Interestingly, an animal experiment was performed to explore the direct renal protective effect of continuous venovenous hemofiltration (CVVH) in the early stage of RM[21]. In this study, the 2 hind legs of mongrel dogs were intramuscularly injected with 50% hypertonic glycerol to establish RM, and 2 h after the injection, CVVH was performed for 8 h. The study confirmed that at the cellular and molecular levels, CVVH treatment mitigated myoglobin-induced mitochondrial damage by inhibiting the mitochondrial apoptotic pathway and cell apoptosis; the treatment also delayed the occurrence of oliguria and protected the renal function during the early stage of RM development[21]. However, we consider that this single animal experiment cannot accurately represent the actual clinical condition due to the following reasons: First, in clinical practice, patients generally receive blood-purification treatments 1–2 days or even longer after the occurrence of RM, rather than being treated 2 h after the pathogenic onset like in the animal experiment; by the time blood-purification treatment is initiated, myoglobin has already caused some renal damage at the molecular level. Second, the CRRT regimen in most dialysis centers is 6–12 h daily or every other day for several days, so the observation period should be longer; however, in the animal experiment, observations were performed before and after a single treatment. Third, even with extracorporeal circulation therapy, the kidneys are still the main organs responsible for removing myoglobin.

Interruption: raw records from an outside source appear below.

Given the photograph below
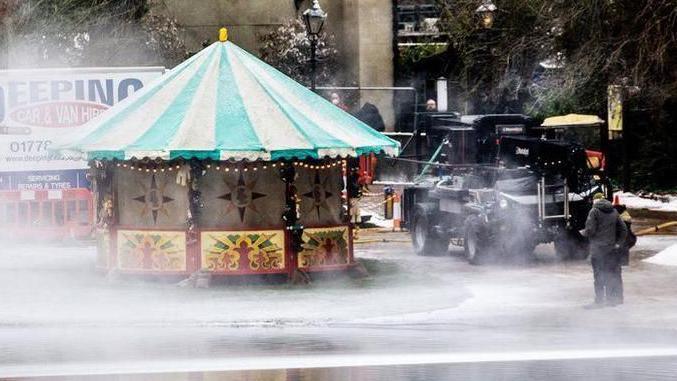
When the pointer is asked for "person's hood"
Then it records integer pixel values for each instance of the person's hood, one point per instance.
(603, 205)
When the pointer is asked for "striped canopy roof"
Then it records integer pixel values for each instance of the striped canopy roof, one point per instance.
(225, 104)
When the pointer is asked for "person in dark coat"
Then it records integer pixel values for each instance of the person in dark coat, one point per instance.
(370, 115)
(607, 234)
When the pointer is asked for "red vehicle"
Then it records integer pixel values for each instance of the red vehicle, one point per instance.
(46, 214)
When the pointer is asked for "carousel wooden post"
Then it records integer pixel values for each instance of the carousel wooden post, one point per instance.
(195, 204)
(353, 192)
(293, 228)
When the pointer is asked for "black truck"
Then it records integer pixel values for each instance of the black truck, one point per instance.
(497, 185)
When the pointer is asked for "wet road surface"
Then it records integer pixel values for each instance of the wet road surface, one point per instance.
(415, 318)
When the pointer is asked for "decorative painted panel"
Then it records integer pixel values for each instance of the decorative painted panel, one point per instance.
(102, 248)
(243, 251)
(324, 247)
(242, 200)
(320, 194)
(151, 250)
(150, 200)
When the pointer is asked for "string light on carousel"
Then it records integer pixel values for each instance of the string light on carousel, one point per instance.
(224, 166)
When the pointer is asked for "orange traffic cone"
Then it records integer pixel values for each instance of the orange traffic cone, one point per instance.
(397, 212)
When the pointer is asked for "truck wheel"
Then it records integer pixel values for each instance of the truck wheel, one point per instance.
(474, 242)
(425, 240)
(567, 248)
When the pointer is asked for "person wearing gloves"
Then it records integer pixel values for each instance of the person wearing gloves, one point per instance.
(606, 233)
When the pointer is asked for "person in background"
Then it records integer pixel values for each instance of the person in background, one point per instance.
(431, 105)
(607, 234)
(336, 100)
(631, 238)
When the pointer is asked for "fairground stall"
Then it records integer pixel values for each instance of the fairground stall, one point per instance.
(226, 166)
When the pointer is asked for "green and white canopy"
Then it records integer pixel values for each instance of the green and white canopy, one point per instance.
(225, 104)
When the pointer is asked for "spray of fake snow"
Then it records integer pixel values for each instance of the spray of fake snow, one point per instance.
(667, 257)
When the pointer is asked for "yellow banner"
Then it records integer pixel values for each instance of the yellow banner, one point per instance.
(615, 105)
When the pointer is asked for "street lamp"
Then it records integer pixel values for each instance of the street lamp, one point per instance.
(313, 18)
(486, 13)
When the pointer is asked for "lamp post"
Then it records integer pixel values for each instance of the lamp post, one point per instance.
(486, 13)
(313, 18)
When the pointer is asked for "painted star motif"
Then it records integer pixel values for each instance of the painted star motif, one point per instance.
(241, 195)
(153, 199)
(319, 194)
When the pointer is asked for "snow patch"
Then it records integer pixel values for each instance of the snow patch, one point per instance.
(666, 203)
(377, 219)
(667, 257)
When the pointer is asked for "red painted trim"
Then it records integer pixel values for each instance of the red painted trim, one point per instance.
(128, 271)
(242, 272)
(227, 229)
(328, 268)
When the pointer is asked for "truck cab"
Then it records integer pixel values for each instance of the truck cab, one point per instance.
(498, 186)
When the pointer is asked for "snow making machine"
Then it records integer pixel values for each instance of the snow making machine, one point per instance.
(498, 185)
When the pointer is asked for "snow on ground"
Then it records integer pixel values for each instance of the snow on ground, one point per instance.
(377, 219)
(667, 257)
(666, 203)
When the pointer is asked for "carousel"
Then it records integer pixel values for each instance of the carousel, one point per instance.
(225, 166)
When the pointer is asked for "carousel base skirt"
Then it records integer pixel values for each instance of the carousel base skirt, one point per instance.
(176, 254)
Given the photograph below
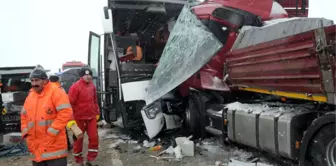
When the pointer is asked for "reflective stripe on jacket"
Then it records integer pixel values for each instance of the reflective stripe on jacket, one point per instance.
(43, 121)
(83, 99)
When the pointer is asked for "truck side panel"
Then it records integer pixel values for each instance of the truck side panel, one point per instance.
(289, 64)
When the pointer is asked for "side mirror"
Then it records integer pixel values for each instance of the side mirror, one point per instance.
(107, 20)
(106, 14)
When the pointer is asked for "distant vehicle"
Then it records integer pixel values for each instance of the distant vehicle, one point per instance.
(72, 64)
(13, 91)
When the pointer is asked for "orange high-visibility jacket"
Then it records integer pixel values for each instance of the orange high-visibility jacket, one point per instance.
(43, 120)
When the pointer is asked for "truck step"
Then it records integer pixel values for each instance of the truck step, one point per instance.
(214, 114)
(213, 131)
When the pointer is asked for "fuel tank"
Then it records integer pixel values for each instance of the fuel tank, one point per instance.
(271, 128)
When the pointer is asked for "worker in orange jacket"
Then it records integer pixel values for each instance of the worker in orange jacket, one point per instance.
(54, 79)
(44, 116)
(83, 99)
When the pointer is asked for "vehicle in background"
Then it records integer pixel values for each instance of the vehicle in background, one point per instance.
(72, 64)
(14, 89)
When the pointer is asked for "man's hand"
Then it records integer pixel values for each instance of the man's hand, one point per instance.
(4, 111)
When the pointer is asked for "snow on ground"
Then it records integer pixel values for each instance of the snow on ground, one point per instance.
(119, 148)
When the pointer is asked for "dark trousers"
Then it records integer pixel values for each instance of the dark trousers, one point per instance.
(68, 140)
(55, 162)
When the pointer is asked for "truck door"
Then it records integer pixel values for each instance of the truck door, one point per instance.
(94, 59)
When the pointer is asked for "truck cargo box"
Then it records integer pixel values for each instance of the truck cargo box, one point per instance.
(296, 61)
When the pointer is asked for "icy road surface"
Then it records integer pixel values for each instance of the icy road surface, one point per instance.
(122, 149)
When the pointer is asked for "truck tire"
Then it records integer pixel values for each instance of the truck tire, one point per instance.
(196, 118)
(322, 148)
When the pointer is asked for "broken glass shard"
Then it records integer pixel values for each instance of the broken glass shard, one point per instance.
(190, 46)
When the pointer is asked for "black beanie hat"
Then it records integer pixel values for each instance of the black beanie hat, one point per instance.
(85, 70)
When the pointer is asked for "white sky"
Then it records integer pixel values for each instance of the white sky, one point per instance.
(52, 32)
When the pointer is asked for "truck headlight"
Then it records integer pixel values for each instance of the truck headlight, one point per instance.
(153, 109)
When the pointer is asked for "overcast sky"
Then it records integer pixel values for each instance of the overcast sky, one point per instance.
(52, 32)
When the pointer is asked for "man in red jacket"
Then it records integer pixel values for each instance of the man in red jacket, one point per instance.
(83, 99)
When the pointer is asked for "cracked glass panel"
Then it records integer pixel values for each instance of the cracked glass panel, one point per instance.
(190, 46)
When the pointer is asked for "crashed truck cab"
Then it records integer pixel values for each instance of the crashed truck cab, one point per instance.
(199, 64)
(142, 28)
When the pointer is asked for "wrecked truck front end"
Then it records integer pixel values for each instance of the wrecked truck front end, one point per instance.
(190, 46)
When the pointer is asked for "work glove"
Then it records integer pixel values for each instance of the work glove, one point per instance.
(70, 123)
(4, 111)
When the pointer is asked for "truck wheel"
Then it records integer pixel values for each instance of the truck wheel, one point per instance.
(322, 148)
(195, 116)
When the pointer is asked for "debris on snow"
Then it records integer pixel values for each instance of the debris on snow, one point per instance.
(146, 144)
(124, 137)
(178, 152)
(116, 144)
(137, 147)
(218, 163)
(186, 145)
(132, 141)
(111, 136)
(170, 150)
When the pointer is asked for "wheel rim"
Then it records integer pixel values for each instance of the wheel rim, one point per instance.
(331, 152)
(188, 120)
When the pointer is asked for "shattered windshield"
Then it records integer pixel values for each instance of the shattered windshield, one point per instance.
(190, 46)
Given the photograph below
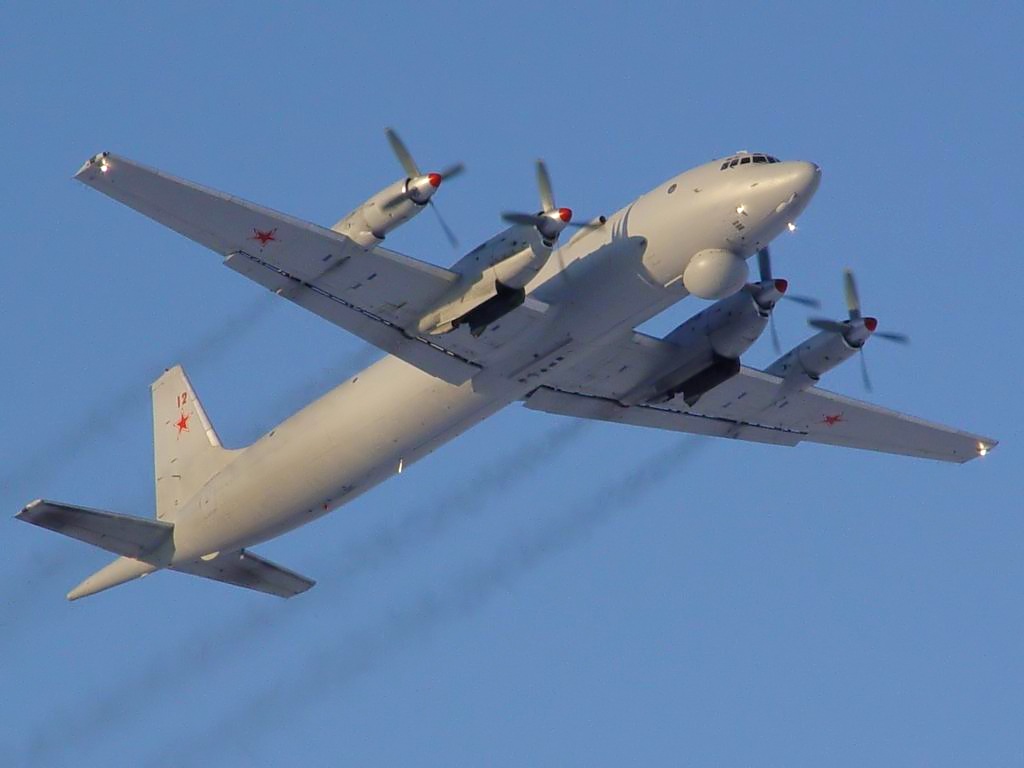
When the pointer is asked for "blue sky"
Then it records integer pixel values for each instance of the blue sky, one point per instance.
(534, 593)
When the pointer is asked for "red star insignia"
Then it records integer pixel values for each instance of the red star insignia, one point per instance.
(264, 237)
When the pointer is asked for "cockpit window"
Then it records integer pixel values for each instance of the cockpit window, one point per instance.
(748, 159)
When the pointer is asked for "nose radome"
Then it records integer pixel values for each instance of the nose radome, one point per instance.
(806, 177)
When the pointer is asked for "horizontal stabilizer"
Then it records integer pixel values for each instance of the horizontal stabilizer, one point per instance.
(122, 535)
(246, 569)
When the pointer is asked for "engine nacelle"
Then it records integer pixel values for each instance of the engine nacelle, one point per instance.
(389, 208)
(715, 273)
(712, 341)
(494, 282)
(805, 364)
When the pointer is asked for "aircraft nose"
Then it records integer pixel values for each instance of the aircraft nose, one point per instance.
(804, 177)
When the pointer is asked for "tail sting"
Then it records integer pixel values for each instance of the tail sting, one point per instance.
(187, 454)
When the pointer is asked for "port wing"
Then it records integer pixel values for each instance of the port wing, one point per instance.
(752, 406)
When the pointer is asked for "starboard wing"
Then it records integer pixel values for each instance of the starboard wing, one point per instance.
(378, 295)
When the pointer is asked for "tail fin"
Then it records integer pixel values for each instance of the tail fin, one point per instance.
(186, 450)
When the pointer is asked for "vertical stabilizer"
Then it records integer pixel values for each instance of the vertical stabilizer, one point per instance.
(186, 450)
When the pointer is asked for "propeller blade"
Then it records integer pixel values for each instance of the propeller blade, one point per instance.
(452, 171)
(400, 152)
(544, 184)
(395, 201)
(448, 229)
(527, 219)
(803, 300)
(852, 299)
(826, 325)
(764, 264)
(893, 336)
(863, 371)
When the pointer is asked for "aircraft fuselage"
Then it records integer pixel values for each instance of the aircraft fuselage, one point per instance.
(604, 282)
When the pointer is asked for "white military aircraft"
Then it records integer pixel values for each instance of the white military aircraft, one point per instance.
(516, 320)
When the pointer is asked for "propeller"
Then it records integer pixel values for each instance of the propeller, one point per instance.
(420, 187)
(550, 220)
(857, 329)
(764, 269)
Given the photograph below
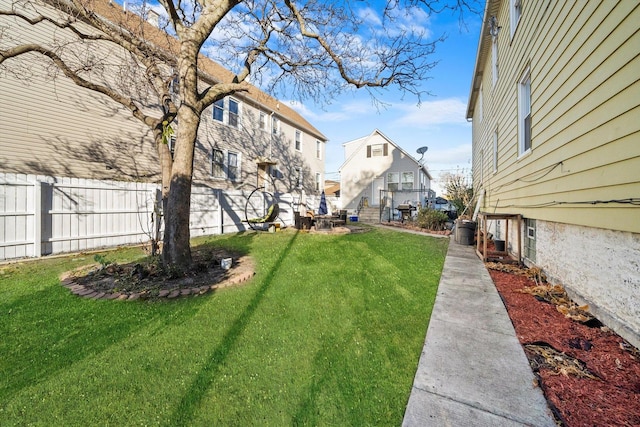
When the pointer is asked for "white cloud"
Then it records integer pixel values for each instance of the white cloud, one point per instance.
(347, 111)
(458, 155)
(370, 16)
(433, 113)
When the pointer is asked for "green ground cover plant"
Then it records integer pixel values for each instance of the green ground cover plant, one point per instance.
(328, 332)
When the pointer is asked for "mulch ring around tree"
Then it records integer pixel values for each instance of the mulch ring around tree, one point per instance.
(149, 279)
(590, 376)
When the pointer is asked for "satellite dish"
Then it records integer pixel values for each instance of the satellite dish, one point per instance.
(421, 151)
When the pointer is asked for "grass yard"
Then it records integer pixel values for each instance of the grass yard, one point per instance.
(328, 332)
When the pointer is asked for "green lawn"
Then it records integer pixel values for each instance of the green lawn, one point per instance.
(328, 332)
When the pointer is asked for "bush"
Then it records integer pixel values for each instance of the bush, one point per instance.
(431, 219)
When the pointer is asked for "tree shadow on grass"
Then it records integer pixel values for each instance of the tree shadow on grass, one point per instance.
(198, 388)
(48, 331)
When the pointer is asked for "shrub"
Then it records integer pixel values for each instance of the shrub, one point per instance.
(432, 219)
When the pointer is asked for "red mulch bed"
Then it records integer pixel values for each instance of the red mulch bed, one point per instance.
(613, 398)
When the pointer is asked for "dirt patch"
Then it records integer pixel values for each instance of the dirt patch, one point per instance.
(409, 225)
(149, 279)
(590, 375)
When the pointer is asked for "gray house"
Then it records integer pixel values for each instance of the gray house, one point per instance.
(376, 166)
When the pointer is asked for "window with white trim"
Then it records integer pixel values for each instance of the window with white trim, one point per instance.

In our study, we also conducted a health economic analysis, and found that although the total duration of hospitalization did not differ between the treatment and control groups, both the total and daily hospitalization costs were significantly higher in the former than in the latter. Although few studies conduct health economic analyses, the cost of healthcare is a problem that cannot be ignored. CRRT, especially, is an expensive treatment requiring more medical insurance funds and patients’ financial resources, especially in less-developed areas.
The present study has certain limitations. First, this was a retrospective study with a small sample size. More large-scale prospective studies are required to explore this issue, including cohort studies and randomized controlled trials. Second, the ability of high-flux hemodialysis and plasmapheresis to prevent RM-induced AKI is also worth exploring.